StreamReader

class torchaudio.io.StreamReader(src: str, format: Optional[str] = None, option: Optional[Dict[str, str]] = None, buffer_size: int = 4096)[source]

Fetch and decode audio/video streams chunk by chunk.

For the detailed usage of this class, please refer to the tutorial.

Parameters:

src (str, file-like object or Tensor) –
The media source. If string-type, it must be a resource indicator that FFmpeg can handle. This includes a file path, URL, device identifier or filter expression. The supported value depends on the FFmpeg found in the system.

If file-like object, it must support read method with the signature read(size: int) -> bytes. Additionally, if the file-like object has seek method, it uses the method when parsing media metadata. This improves the reliability of codec detection. The signagure of seek method must be seek(offset: int, whence: int) -> int.

If Tensor, it is interpreted as byte buffer. It must be one-dimensional, of type torch.uint8.

Please refer to the following for the expected signature and behavior of read and seek method.
- https://docs.python.org/3/library/io.html#io.BufferedIOBase.read
- https://docs.python.org/3/library/io.html#io.IOBase.seek
format (str or None, optional) –
Override the input format, or specify the source sound device. Default: None (no override nor device input).

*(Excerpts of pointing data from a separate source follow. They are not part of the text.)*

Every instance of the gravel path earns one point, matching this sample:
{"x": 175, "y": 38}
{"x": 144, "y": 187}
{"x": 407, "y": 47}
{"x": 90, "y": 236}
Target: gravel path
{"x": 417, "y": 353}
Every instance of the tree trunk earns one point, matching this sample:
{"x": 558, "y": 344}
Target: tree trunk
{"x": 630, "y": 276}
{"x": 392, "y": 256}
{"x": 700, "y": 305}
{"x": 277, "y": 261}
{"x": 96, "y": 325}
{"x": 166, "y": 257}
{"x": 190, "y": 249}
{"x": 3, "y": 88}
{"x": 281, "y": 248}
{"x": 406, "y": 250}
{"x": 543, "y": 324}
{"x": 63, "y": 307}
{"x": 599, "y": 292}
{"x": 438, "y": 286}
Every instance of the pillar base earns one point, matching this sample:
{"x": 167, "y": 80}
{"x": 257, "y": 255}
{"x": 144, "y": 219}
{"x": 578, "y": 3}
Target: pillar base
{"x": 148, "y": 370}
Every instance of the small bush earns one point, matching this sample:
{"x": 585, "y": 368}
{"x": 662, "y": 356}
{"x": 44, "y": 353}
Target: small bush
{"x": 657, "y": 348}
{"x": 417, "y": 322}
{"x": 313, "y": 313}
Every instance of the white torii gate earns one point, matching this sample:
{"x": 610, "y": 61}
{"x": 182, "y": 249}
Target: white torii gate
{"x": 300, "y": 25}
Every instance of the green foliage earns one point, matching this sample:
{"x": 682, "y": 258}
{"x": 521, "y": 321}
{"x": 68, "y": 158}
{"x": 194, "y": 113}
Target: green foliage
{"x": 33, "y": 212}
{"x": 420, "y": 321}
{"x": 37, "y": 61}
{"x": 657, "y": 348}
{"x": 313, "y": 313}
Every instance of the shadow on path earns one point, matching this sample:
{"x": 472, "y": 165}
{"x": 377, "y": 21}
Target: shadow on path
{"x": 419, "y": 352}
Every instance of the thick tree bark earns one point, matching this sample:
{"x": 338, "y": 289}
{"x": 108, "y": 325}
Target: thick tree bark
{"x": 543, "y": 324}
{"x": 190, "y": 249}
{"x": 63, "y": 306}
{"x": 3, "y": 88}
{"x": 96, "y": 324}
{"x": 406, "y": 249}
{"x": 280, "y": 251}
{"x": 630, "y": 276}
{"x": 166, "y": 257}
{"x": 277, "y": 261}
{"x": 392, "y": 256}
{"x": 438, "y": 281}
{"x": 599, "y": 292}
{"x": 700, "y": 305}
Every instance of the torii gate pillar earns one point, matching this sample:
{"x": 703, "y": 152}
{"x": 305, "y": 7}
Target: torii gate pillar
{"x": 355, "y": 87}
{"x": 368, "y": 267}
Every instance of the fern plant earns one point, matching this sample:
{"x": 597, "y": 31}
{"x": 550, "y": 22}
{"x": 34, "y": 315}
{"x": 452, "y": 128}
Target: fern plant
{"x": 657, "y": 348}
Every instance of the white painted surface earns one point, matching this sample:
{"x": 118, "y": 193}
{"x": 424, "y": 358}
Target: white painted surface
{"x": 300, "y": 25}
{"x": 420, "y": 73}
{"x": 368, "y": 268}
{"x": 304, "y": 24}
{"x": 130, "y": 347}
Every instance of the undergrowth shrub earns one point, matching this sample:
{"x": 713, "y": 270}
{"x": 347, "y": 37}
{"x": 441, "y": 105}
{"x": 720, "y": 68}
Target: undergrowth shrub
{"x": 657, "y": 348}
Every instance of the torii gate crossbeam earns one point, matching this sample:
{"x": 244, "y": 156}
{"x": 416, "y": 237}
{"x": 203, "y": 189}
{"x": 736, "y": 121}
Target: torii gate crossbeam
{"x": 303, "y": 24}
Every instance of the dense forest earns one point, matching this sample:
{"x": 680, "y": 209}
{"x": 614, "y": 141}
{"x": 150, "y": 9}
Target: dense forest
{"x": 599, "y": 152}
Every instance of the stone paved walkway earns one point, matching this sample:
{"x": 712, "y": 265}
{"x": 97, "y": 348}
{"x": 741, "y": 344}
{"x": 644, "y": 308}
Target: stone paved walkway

This argument serves two different usecases.
1. Override the source format. This is useful when the input data do not contain a header.
2. Specify the input source device. This allows to load media stream from hardware devices, such as microphone, camera and screen, or a virtual device.
Note

This option roughly corresponds to -f option of ffmpeg command. Please refer to the ffmpeg documentations for the possible values.

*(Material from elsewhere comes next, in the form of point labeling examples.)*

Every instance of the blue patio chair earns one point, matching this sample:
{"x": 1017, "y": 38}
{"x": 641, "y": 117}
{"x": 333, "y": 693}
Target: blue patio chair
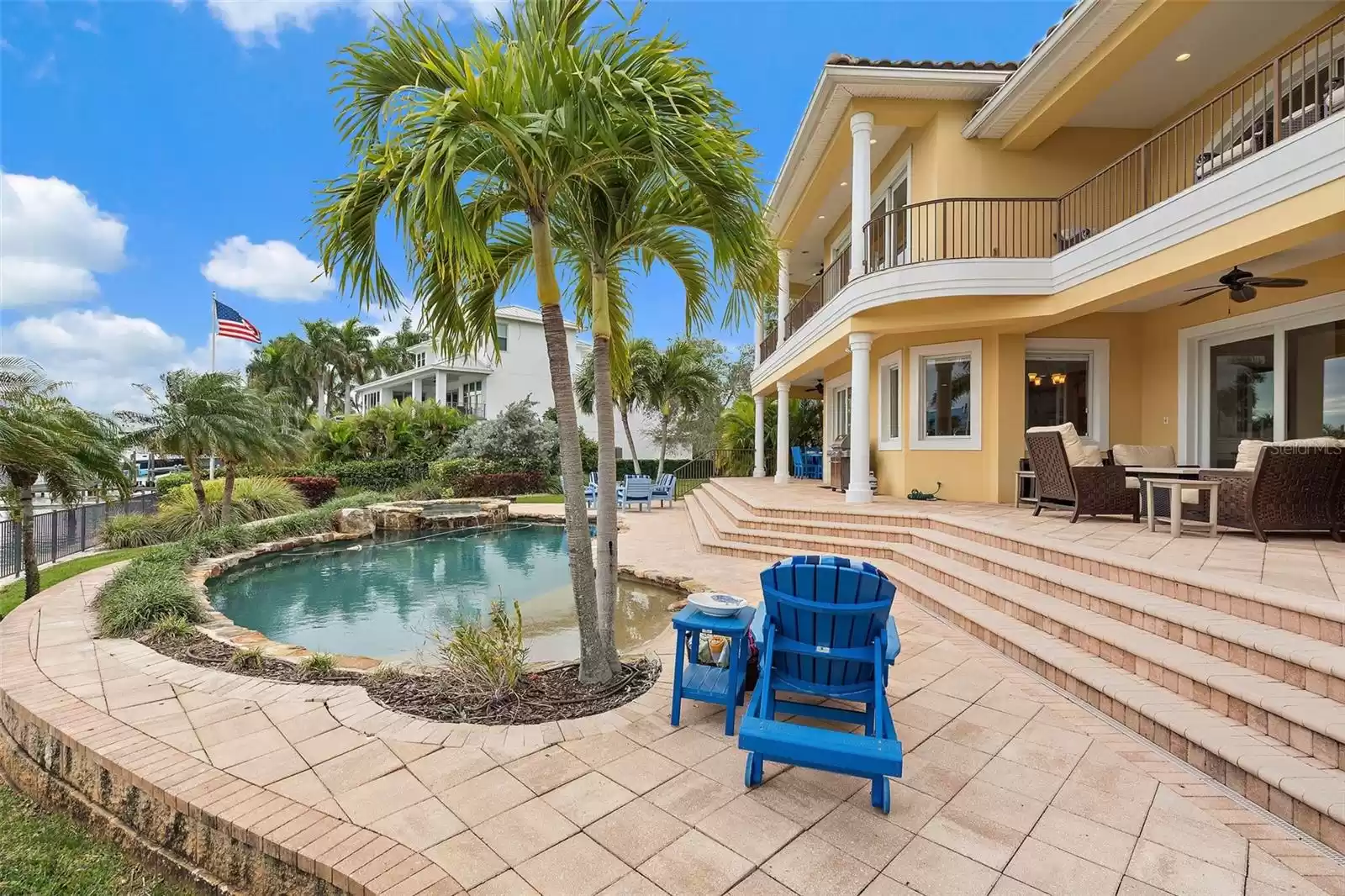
{"x": 665, "y": 488}
{"x": 638, "y": 490}
{"x": 825, "y": 631}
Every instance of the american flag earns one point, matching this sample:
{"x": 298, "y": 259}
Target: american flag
{"x": 233, "y": 324}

https://ffmpeg.org/ffmpeg-formats.html#Demuxers

Use ffmpeg -demuxers to list the values available in the current environment.

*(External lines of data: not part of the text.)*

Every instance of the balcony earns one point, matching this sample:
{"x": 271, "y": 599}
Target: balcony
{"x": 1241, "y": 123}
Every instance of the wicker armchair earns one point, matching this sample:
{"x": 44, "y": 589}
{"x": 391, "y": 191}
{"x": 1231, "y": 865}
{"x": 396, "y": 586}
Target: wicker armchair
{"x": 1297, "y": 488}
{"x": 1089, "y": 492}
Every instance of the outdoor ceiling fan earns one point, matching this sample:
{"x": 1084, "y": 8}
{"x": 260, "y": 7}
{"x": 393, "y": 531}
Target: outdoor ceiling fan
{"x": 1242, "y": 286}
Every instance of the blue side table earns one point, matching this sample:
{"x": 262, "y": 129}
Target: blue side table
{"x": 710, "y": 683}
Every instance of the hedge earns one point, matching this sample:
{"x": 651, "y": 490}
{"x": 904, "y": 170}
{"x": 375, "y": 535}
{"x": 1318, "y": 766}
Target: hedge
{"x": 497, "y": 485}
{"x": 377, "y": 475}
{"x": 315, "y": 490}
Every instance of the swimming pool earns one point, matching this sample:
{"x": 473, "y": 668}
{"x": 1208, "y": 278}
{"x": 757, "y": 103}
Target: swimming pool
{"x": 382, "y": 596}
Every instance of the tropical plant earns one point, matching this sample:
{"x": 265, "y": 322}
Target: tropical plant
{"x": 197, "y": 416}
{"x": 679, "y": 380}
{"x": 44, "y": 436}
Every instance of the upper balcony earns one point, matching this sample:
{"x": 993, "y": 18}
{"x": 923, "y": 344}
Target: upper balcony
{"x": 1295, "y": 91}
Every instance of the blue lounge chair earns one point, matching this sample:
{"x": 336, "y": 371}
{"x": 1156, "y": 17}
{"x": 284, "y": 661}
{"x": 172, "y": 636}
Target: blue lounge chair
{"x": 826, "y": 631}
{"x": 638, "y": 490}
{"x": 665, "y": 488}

For device access, the available values vary based on hardware (AV device) and software configuration (ffmpeg build).

https://ffmpeg.org/ffmpeg-devices.html#Input-Devices

Use ffmpeg -devices to list the values available in the current environment.
option (dict of str to str, optional) –
Custom option passed when initializing format context (opening source).

You can use this argument to change the input source before it is passed to decoder.

Default: None.
buffer_size (int) –
The internal buffer size in byte. Used only when src is file-like object.

Default: 4096.

Tutorials using StreamReader:: StreamWriter Advanced Usage

StreamWriter Advanced Usage

Online ASR with Emformer RNN-T

Online ASR with Emformer RNN-T

StreamReader Advanced Usages

StreamReader Advanced Usages

StreamReader Basic Usages

StreamReader Basic Usages

Device ASR with Emformer RNN-T

Device ASR with Emformer RNN-T

Properties

default_audio_stream

property StreamReader.default_audio_stream

The index of default audio stream. None if there is no audio stream

Type:: Optional[int]

default_video_stream

property StreamReader.default_video_stream

The index of default video stream. None if there is no video stream

Type:: Optional[int]

num_out_streams

property StreamReader.num_out_streams

Number of output streams configured by client code.

Type:: int

num_src_streams

property StreamReader.num_src_streams

Number of streams found in the provided media source.

Type:: int

Methods

add_audio_stream

StreamReader.add_audio_stream(frames_per_chunk: int, buffer_chunk_size: int = 3, stream_index: Optional[int] = None, decoder: Optional[str] = None, decoder_option: Optional[Dict[str, str]] = None, filter_desc: Optional[str] = None)[source]

Add output audio stream

Parameters:

frames_per_chunk (int) – Number of frames returned as one chunk. If the source stream is exhausted before enough frames are buffered, then the chunk is returned as-is.
buffer_chunk_size (int, optional) –
Internal buffer size. When the number of chunks buffered exceeds this number, old frames are dropped.

Default: 3.
stream_index (int or None, optional) – The source audio stream index. If omitted, default_audio_stream is used.
decoder (str or None, optional) –
The name of the decoder to be used. When provided, use the specified decoder instead of the default one.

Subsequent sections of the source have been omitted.